DEAR SUSAN: I'm one of those "slow" guys you've mentioned in your column. At age 24, my good sense tells me to proceed cautiously when pursuing a woman. And because of that, I've lost lots of girlfriends who were only after sex. I happen to be a virgin, and I've decided to remain that way until I meet the right woman. Funny thing is, I've actually been dumped because I wouldn't have sex! How's that for turning the tables?

--Matt M., Long Island

 

DEAR MATT: Sounds good to me. Yours is one reversal that, instead of holding you back, actually propels you forward, putting you in a good position to make the next right decision. And so far, your slow and steady game plan probably makes you sleep quite well when your head hits the pillow.

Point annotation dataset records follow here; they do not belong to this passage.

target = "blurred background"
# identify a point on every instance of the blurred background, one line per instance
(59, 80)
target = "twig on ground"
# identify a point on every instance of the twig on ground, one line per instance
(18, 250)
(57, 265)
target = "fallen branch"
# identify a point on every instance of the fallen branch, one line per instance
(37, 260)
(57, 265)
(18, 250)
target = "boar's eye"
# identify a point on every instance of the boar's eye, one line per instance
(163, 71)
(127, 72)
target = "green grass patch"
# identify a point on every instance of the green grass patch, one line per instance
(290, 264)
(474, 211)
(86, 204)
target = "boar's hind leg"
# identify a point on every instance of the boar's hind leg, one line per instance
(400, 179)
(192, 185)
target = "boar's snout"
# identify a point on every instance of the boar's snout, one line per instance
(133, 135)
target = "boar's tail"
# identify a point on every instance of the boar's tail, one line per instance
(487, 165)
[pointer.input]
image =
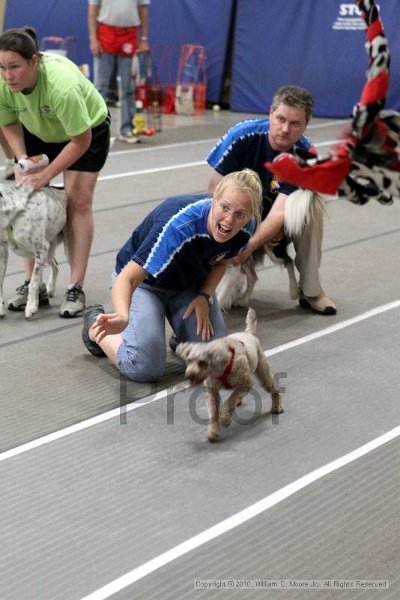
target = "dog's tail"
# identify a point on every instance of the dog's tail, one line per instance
(300, 206)
(251, 321)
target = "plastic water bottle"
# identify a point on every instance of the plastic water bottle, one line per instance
(139, 123)
(33, 162)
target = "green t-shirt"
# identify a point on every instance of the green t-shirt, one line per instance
(63, 104)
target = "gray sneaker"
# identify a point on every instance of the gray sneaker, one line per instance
(18, 302)
(74, 302)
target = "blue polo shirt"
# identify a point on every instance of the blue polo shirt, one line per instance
(173, 245)
(246, 145)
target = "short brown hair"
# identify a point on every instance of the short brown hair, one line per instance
(295, 96)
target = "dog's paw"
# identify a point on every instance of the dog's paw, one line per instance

No regrets, no second thoughts, no indecision. Simply a clear conscience with a clear mind. That's just about nirvana for anyone, particularly someone in the single world, where various sexual choices always are on the menu. As a person of 24 years, you're more man than some of your older brothers - and sisters. Yes, you're turning the tables on the usual scenario, in which a woman is bedded in the name of conquest. For you, slow and steady does indeed win the race. I, for one, am in awe.

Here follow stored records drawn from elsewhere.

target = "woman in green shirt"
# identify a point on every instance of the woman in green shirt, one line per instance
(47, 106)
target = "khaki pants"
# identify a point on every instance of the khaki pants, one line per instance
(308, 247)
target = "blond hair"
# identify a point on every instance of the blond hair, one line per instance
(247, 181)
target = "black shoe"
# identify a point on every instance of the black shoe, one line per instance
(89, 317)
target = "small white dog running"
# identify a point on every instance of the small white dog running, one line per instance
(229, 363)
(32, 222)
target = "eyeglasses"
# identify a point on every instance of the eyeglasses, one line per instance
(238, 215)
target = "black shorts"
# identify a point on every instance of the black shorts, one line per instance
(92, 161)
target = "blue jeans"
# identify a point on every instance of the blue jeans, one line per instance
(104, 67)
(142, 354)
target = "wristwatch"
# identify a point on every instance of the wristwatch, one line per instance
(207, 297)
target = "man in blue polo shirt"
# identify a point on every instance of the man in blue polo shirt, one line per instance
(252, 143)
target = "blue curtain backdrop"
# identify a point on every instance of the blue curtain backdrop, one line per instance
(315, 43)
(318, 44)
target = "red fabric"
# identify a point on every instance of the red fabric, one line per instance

DEAR SUSAN: My boyfriend wants to have sex, but I'm not ready. When we're at college, he hurts me. One time, he twisted my arms behind my back and then kissed me. (My arms were sore for three days.) Every time I refuse, he gets angry, sometimes pinching me. I'm scared to break up because I'm scared of rape. What can I do?

Gloria B., Portland, Ore.

 

DEAR GLORIA: There are many things you can do, and I suggest you bring your folks into this unhealthy situation to figure out which is best. They must know what's going on so they can be on your side. With them, figure out a way to quickly get out of this "relationship." The three of you might contact his parents. Consider transferring to another college. Talk to a rape specialist in your town or on campus; report the situation. This future wife beater is certainly not your friend, so stop thinking of him as your boyfriend. He's a menace with only bad intentions toward you, so you must take the relationship very, very seriously. Again, start with your folks. Huddle with them and figure out a plan of action and what experts to consult. This is to be taken seriously because, left unchecked, it could develop into a traumatic situation. Right now, make a list of all the people you can call. Tell your housemother, your parents, the campus crisis center. Take action right away.